We have all been to certain stores or websites selling magazines for a reasonably low price. You walk by and pick one up and give it the "ol squeeze" test to see if it a solid build of if will it be crushed in your range bag. It passes the test and you place it in the cart and continue to shop thinking about all the reload and malfunction drills you will practice with your new magazine.
The day has come. It is a perfect 70-degree day and not a cloud in sight. You get to the range and your favorite bay is open. You check all your gear and make sure your firearms are unloaded and on safe. You take your PMAGs and start loading them and getting them ready to send Freedom Seeds down range. Once your PMAGs are loaded you look at your new Brand X magazine, take it out of the package and start loading it up. This is where your problems can start.
We all know PMAG makes good magazines and they are engineered to work in extreme environments. The Brand X magazine that you bought for $7.50 starts to show the lower quality work and why they are so cheap. To understand this, we need to understand the makeup of a quality magazine.
Any magazine is made up of the following:
All magazines have these parts, but the quality and workmanship are what set quality magazines apart from lesser quality magazines. While the housing of the Brand X magazines are solid, they are lacking on the reinforcement of the feeding lips. When the magazine is loaded to the maximum amount, the pressure of the spring pushes up on the rounds cause the feeding lips to flare out.
Why is this an issue?
With standard AR15 lowers, most magazine wells are not flared to feed a magazine into the AR15. With these style lowers, the magazine will not be able to be inserted smoothly. This causes reloads to be extended or a worse case, not even to be loaded.
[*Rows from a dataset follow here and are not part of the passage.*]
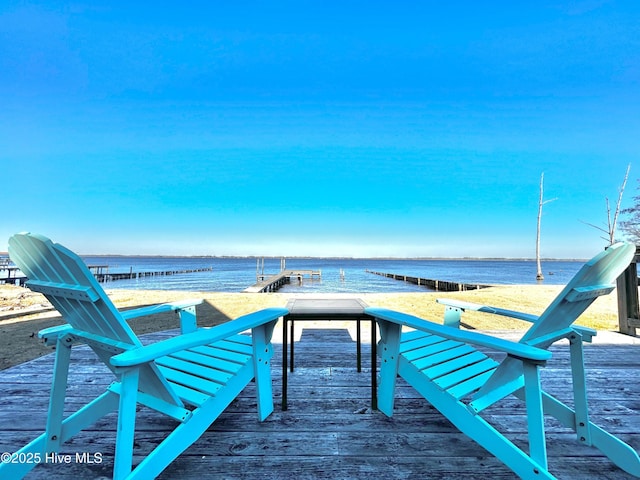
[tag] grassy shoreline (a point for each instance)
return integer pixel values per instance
(24, 313)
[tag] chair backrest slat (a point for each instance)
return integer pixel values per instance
(72, 289)
(597, 277)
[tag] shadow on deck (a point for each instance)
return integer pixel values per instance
(329, 430)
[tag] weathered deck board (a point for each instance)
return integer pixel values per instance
(329, 430)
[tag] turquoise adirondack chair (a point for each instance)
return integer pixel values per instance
(445, 366)
(191, 377)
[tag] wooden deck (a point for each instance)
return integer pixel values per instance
(329, 431)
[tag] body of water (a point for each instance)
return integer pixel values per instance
(338, 275)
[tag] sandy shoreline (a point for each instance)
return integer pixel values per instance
(24, 313)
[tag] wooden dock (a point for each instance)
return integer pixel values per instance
(101, 272)
(329, 431)
(437, 285)
(272, 283)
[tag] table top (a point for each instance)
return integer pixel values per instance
(321, 306)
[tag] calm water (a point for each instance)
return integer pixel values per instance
(338, 275)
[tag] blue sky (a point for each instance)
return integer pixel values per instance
(317, 128)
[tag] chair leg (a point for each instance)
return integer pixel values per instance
(262, 353)
(389, 356)
(535, 414)
(618, 451)
(58, 394)
(474, 426)
(579, 379)
(126, 423)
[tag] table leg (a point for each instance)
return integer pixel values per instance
(292, 342)
(374, 363)
(284, 363)
(358, 347)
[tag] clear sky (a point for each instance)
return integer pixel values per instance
(350, 128)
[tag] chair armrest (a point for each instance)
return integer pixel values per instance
(200, 337)
(586, 333)
(160, 308)
(184, 308)
(486, 309)
(519, 350)
(50, 335)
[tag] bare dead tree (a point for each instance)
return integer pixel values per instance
(539, 275)
(612, 221)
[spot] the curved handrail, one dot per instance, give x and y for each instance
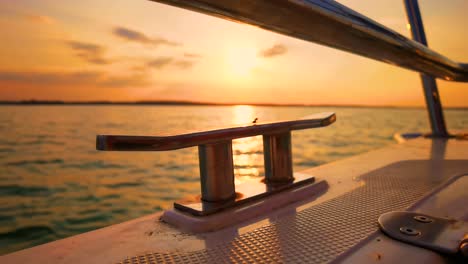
(334, 25)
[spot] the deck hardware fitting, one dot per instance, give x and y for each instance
(218, 191)
(409, 231)
(423, 219)
(447, 236)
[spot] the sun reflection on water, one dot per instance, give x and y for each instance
(248, 152)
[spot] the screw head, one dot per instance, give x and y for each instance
(409, 231)
(423, 219)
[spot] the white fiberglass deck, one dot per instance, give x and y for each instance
(337, 223)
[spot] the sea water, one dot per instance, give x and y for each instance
(55, 184)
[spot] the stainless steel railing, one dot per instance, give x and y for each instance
(334, 25)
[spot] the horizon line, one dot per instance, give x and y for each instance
(199, 103)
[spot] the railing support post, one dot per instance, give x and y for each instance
(216, 171)
(431, 93)
(278, 158)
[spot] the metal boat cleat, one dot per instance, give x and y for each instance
(442, 235)
(218, 191)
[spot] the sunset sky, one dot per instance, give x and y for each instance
(127, 50)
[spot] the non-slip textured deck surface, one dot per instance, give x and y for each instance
(320, 233)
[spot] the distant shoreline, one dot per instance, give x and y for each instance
(190, 103)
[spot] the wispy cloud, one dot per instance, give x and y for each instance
(274, 51)
(184, 64)
(133, 35)
(163, 62)
(160, 62)
(83, 78)
(39, 19)
(89, 52)
(192, 55)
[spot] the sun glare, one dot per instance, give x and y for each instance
(241, 60)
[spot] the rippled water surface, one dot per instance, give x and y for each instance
(54, 184)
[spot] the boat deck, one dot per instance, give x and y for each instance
(337, 222)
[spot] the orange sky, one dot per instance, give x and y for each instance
(127, 50)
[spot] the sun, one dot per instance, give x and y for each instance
(241, 60)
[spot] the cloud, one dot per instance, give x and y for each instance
(274, 51)
(39, 19)
(132, 35)
(163, 62)
(89, 52)
(160, 62)
(192, 55)
(184, 64)
(80, 78)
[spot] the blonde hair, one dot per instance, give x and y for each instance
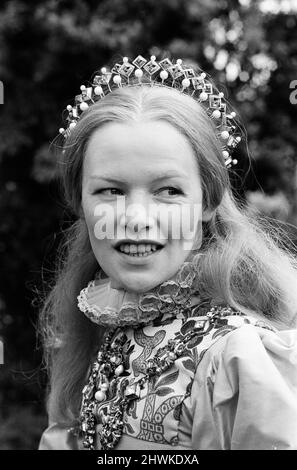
(245, 262)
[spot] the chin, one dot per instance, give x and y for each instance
(140, 285)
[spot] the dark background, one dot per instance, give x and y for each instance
(47, 50)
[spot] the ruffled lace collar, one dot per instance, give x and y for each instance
(113, 307)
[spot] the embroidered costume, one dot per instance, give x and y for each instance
(225, 380)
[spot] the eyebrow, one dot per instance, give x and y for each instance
(162, 176)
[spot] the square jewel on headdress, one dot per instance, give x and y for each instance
(165, 64)
(175, 71)
(139, 61)
(102, 79)
(126, 69)
(208, 88)
(151, 67)
(116, 68)
(189, 73)
(215, 101)
(196, 82)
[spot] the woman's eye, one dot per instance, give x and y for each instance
(109, 191)
(171, 191)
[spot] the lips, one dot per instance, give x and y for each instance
(140, 248)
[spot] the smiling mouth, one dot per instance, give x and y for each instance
(139, 250)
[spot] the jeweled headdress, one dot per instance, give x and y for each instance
(166, 73)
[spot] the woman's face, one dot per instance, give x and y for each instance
(141, 191)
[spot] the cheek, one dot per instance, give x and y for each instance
(182, 221)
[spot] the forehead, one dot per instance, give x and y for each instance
(154, 145)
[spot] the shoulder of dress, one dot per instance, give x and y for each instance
(216, 325)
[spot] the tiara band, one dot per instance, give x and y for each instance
(163, 73)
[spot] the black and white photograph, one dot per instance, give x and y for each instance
(148, 230)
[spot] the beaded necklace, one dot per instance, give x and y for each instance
(108, 367)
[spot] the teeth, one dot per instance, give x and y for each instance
(137, 250)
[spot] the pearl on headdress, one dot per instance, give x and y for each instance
(83, 106)
(119, 370)
(216, 114)
(117, 79)
(186, 83)
(100, 396)
(203, 96)
(138, 73)
(163, 75)
(225, 135)
(98, 90)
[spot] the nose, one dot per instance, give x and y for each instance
(137, 217)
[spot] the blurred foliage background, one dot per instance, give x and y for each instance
(48, 49)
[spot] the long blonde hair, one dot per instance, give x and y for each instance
(246, 262)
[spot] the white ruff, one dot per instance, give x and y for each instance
(112, 307)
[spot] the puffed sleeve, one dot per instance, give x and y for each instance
(244, 395)
(57, 437)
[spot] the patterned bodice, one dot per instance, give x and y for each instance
(155, 415)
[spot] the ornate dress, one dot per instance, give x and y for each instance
(195, 376)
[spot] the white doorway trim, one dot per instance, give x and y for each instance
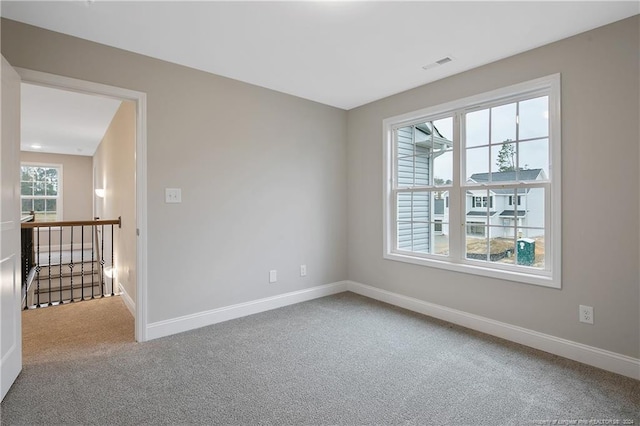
(140, 98)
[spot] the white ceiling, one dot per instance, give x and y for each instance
(343, 54)
(62, 122)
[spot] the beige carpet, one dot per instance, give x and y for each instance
(75, 330)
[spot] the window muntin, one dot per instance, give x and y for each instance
(502, 146)
(423, 170)
(40, 191)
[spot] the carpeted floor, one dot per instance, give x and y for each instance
(342, 359)
(75, 330)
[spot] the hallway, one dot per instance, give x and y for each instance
(75, 330)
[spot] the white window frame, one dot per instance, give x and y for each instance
(59, 197)
(456, 260)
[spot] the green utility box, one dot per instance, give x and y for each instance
(526, 251)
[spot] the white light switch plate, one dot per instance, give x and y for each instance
(172, 195)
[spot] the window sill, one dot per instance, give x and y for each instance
(468, 268)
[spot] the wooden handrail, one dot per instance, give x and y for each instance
(73, 223)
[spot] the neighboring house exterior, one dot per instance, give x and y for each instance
(421, 215)
(504, 209)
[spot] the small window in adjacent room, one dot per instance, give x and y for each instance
(492, 154)
(41, 191)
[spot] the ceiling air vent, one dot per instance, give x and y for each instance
(439, 62)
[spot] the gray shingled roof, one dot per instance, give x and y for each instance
(528, 174)
(438, 206)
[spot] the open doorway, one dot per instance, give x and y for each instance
(77, 167)
(113, 185)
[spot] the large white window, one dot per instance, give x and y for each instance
(41, 191)
(495, 158)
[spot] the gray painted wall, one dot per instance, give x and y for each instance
(263, 175)
(600, 194)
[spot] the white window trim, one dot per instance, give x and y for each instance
(60, 196)
(551, 276)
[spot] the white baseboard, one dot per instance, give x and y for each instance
(128, 301)
(606, 360)
(214, 316)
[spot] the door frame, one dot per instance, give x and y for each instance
(140, 99)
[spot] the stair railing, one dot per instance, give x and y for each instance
(58, 250)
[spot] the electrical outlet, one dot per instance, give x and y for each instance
(586, 314)
(172, 195)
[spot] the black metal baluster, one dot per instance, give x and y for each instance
(37, 266)
(102, 258)
(82, 264)
(71, 270)
(93, 261)
(49, 229)
(60, 267)
(113, 265)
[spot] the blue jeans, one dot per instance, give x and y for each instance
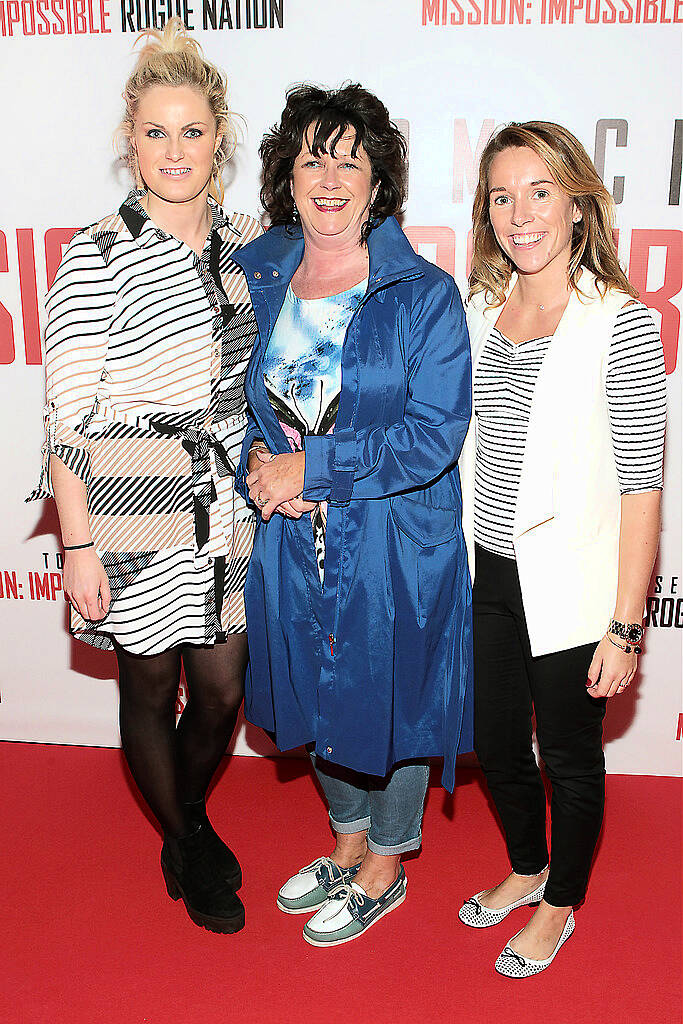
(390, 809)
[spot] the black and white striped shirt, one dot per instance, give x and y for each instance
(504, 383)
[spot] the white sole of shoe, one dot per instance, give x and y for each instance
(352, 938)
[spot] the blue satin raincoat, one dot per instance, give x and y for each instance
(374, 667)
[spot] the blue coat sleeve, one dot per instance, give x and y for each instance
(254, 432)
(376, 462)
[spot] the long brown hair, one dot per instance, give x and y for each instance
(592, 243)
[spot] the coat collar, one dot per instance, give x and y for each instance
(272, 258)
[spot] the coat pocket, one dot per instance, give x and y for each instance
(425, 524)
(428, 560)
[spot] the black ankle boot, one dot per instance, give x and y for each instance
(226, 864)
(189, 872)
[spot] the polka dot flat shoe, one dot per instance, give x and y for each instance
(513, 965)
(473, 913)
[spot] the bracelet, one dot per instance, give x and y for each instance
(627, 648)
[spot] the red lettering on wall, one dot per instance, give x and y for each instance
(6, 328)
(442, 238)
(659, 298)
(29, 290)
(466, 165)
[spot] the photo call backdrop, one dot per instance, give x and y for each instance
(450, 72)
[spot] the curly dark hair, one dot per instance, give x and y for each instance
(333, 113)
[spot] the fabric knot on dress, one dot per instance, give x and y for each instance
(199, 442)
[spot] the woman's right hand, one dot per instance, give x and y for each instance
(86, 584)
(293, 509)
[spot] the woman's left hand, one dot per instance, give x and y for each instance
(611, 670)
(278, 478)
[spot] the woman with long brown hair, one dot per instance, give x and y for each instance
(561, 485)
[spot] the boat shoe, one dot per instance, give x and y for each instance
(309, 888)
(349, 911)
(513, 965)
(472, 912)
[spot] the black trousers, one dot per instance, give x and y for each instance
(509, 685)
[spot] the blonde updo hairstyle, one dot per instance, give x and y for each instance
(570, 167)
(172, 57)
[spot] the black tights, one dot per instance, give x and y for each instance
(174, 766)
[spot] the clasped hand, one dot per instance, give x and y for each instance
(275, 482)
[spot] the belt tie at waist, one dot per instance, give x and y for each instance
(198, 442)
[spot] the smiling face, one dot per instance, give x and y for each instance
(175, 139)
(531, 217)
(333, 194)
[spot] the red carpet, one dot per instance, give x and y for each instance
(90, 935)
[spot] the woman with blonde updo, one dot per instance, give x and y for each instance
(150, 331)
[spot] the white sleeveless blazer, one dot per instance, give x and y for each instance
(568, 508)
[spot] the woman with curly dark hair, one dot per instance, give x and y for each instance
(357, 592)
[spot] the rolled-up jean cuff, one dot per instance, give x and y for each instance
(347, 827)
(389, 851)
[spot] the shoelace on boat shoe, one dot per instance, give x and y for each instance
(346, 896)
(508, 951)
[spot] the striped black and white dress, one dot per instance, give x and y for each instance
(146, 347)
(504, 384)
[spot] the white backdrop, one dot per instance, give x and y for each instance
(449, 71)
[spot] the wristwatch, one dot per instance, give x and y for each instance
(631, 632)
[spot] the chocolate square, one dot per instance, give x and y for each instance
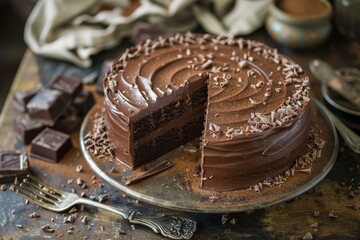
(50, 145)
(83, 102)
(68, 122)
(26, 128)
(13, 164)
(48, 105)
(21, 98)
(68, 85)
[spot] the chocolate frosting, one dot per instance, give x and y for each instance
(257, 114)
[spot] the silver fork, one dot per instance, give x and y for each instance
(56, 200)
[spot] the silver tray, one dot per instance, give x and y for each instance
(177, 188)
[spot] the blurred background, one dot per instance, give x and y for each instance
(13, 14)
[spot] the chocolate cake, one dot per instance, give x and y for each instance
(248, 104)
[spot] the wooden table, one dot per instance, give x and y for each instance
(288, 220)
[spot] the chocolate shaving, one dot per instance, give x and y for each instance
(157, 169)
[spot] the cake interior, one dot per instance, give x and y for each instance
(175, 123)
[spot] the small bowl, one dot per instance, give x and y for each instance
(342, 108)
(298, 31)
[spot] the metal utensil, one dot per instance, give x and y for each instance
(56, 200)
(350, 138)
(327, 75)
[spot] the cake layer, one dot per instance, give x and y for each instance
(257, 117)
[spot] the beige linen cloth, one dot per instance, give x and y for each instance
(73, 30)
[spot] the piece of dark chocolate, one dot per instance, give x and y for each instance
(68, 122)
(50, 145)
(13, 164)
(106, 66)
(69, 85)
(48, 105)
(26, 128)
(21, 98)
(90, 78)
(83, 102)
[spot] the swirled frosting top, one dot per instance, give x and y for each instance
(252, 88)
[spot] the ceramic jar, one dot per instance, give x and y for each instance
(299, 31)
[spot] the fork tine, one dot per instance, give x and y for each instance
(35, 200)
(30, 189)
(52, 188)
(43, 191)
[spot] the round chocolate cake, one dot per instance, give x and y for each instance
(248, 104)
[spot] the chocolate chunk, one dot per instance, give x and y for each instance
(48, 105)
(104, 70)
(83, 102)
(13, 164)
(50, 145)
(26, 128)
(90, 78)
(21, 98)
(69, 85)
(68, 122)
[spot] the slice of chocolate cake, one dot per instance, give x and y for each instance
(249, 101)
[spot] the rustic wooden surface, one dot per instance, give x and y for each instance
(288, 220)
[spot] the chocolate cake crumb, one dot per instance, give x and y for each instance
(333, 215)
(314, 225)
(351, 194)
(79, 168)
(72, 210)
(233, 221)
(316, 213)
(12, 188)
(308, 236)
(114, 170)
(34, 215)
(354, 206)
(84, 220)
(47, 228)
(224, 218)
(79, 181)
(103, 197)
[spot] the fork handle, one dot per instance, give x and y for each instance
(169, 226)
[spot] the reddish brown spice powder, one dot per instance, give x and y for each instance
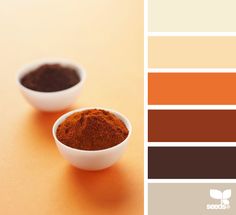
(50, 78)
(92, 130)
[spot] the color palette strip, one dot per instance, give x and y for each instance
(191, 15)
(191, 126)
(191, 88)
(195, 52)
(194, 199)
(191, 162)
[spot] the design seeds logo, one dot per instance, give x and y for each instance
(223, 197)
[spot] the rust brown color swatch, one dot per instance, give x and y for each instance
(191, 162)
(192, 125)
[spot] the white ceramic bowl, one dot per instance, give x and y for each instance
(51, 101)
(91, 160)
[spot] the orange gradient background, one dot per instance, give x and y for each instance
(106, 38)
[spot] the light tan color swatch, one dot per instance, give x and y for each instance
(194, 199)
(192, 15)
(192, 52)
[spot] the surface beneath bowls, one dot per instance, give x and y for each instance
(107, 41)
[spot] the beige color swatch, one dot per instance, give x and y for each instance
(192, 52)
(169, 199)
(192, 15)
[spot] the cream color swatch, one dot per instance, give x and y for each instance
(192, 15)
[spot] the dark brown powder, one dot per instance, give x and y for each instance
(92, 130)
(50, 78)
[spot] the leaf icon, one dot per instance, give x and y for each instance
(226, 194)
(225, 201)
(216, 194)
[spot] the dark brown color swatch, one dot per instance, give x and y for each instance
(192, 125)
(191, 162)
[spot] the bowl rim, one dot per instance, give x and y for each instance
(116, 113)
(36, 63)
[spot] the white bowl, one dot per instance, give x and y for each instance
(51, 101)
(96, 159)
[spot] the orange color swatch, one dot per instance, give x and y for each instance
(191, 88)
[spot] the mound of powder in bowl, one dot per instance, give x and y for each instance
(92, 130)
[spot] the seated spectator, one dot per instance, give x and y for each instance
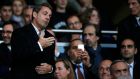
(27, 14)
(104, 72)
(80, 60)
(58, 19)
(64, 69)
(74, 23)
(120, 70)
(17, 7)
(128, 52)
(5, 50)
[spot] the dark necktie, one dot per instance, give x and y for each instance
(79, 73)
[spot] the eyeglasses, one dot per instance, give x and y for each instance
(127, 46)
(7, 32)
(75, 23)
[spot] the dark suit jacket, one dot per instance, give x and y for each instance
(136, 70)
(27, 55)
(129, 28)
(5, 61)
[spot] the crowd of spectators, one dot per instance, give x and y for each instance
(30, 47)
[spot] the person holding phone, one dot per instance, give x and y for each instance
(33, 47)
(79, 58)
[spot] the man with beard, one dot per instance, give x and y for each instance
(119, 69)
(104, 72)
(128, 51)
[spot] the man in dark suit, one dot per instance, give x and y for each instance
(5, 50)
(80, 57)
(32, 50)
(130, 26)
(128, 52)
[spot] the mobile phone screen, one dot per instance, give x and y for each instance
(81, 46)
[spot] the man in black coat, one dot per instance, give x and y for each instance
(130, 26)
(5, 50)
(32, 49)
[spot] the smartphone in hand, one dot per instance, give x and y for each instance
(81, 46)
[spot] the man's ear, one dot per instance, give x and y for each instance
(34, 14)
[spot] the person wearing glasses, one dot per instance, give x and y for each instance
(128, 52)
(5, 50)
(119, 70)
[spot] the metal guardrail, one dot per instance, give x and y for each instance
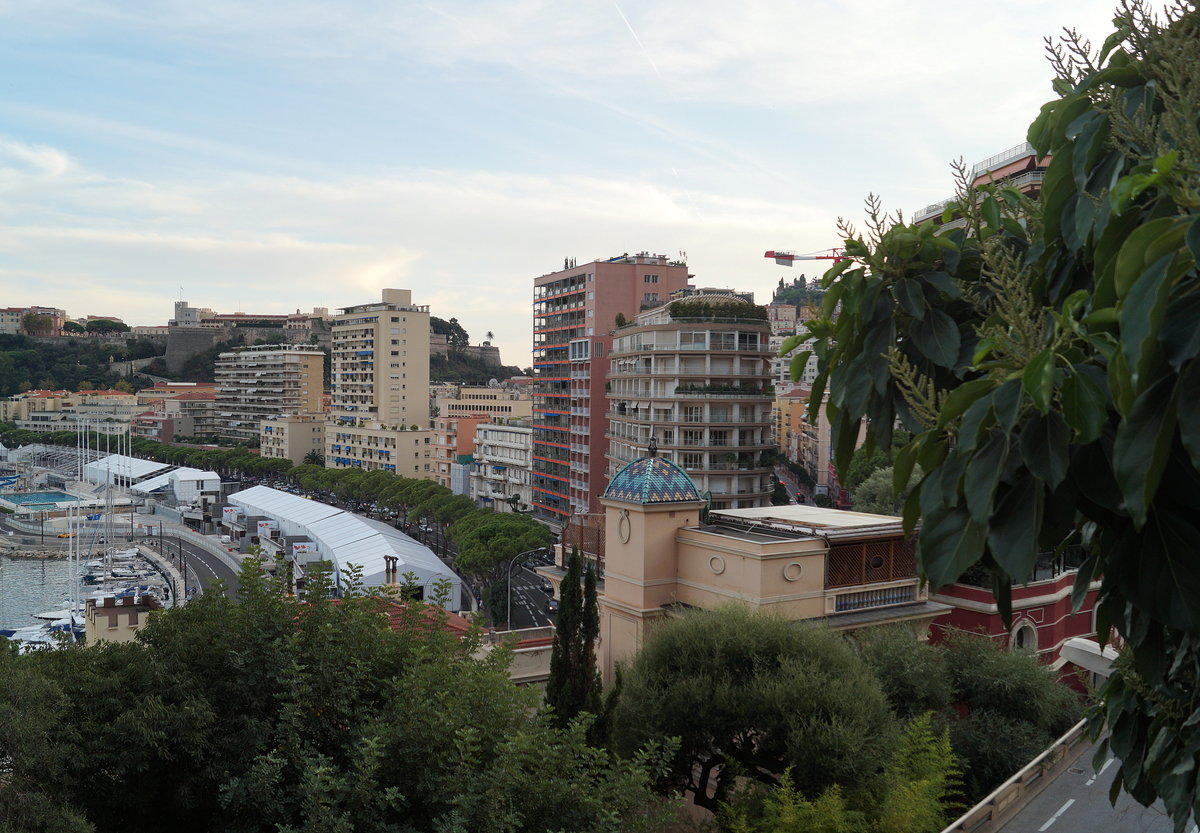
(1014, 793)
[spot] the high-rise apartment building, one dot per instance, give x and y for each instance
(694, 376)
(379, 405)
(1019, 167)
(575, 311)
(263, 382)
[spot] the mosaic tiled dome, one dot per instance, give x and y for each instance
(652, 480)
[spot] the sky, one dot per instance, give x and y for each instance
(269, 156)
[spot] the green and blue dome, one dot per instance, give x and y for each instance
(652, 480)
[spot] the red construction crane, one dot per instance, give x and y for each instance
(787, 258)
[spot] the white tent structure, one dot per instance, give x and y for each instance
(120, 469)
(346, 539)
(186, 484)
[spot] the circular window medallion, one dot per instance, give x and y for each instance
(624, 527)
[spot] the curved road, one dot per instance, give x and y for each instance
(203, 567)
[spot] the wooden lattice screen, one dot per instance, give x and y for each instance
(869, 562)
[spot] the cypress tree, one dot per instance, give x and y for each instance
(574, 684)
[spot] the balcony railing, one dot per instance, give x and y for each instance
(882, 597)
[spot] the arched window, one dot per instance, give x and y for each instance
(1024, 636)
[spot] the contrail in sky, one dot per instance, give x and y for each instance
(642, 46)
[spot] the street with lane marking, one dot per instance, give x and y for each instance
(1078, 802)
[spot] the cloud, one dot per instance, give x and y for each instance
(469, 244)
(34, 160)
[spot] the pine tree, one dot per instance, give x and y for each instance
(574, 685)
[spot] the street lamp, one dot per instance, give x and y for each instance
(515, 562)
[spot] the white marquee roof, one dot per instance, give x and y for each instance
(123, 466)
(184, 473)
(345, 538)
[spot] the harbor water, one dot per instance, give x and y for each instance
(31, 586)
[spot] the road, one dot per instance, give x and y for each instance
(529, 600)
(203, 567)
(1078, 802)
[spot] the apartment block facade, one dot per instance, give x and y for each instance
(293, 437)
(379, 401)
(575, 311)
(503, 466)
(699, 387)
(264, 382)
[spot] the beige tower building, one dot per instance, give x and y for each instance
(850, 569)
(265, 382)
(379, 413)
(694, 375)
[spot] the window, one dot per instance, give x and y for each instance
(1025, 636)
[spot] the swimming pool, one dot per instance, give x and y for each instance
(39, 498)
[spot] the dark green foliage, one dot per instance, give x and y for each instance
(268, 713)
(1011, 683)
(466, 369)
(106, 325)
(456, 336)
(574, 684)
(229, 462)
(718, 310)
(913, 675)
(993, 748)
(799, 292)
(1045, 357)
(755, 695)
(65, 363)
(1008, 706)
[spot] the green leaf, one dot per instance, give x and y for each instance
(977, 417)
(1141, 317)
(1161, 576)
(949, 543)
(990, 211)
(1180, 335)
(1189, 412)
(1044, 445)
(1084, 406)
(856, 247)
(1013, 532)
(1143, 442)
(961, 399)
(910, 297)
(943, 283)
(983, 475)
(1007, 403)
(1162, 235)
(937, 337)
(1038, 379)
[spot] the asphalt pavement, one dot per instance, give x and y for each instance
(1078, 802)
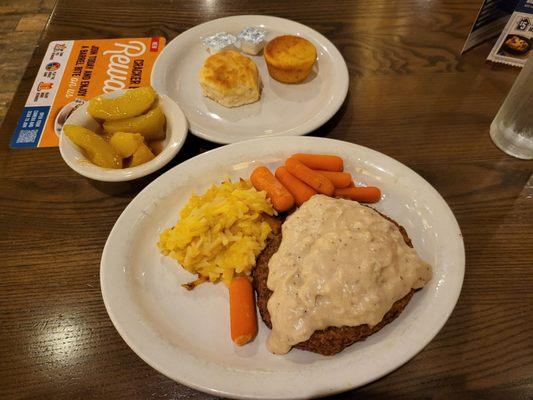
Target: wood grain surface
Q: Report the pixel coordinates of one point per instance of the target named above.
(412, 96)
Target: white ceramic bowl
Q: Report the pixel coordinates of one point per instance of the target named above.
(176, 132)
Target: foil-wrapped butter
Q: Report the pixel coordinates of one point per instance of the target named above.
(252, 40)
(221, 41)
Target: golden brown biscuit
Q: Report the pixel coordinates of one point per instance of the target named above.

Other issues with cheap magazines are the retention the feeding lips provide while the magazine is fully loaded. One issue I have personally experienced are the rounds zipping out of the magazine holder when I squeezed a little too hard as I was removing the magazine from the holder. I have also seen multiple malfunctions while instructing students at the range, including an incident where a student was performing a reload due to a malfunction. When the magazine slipped out of their hands while removing it from their magazine holder, they dropped the mag on the ground, the rounds also came zipping out of the magazine.
In summary, we all have purchased cheaper magazines and tried them out on the range. Some run OK and serve a purpose for a backup range magazine. In the end, it comes down to the one simple question. “Am I willing to bet my family’s safety or my life on this cheap magazine?” If the answer is NO, then do not buy it. Save your money and buy from a company that is proven.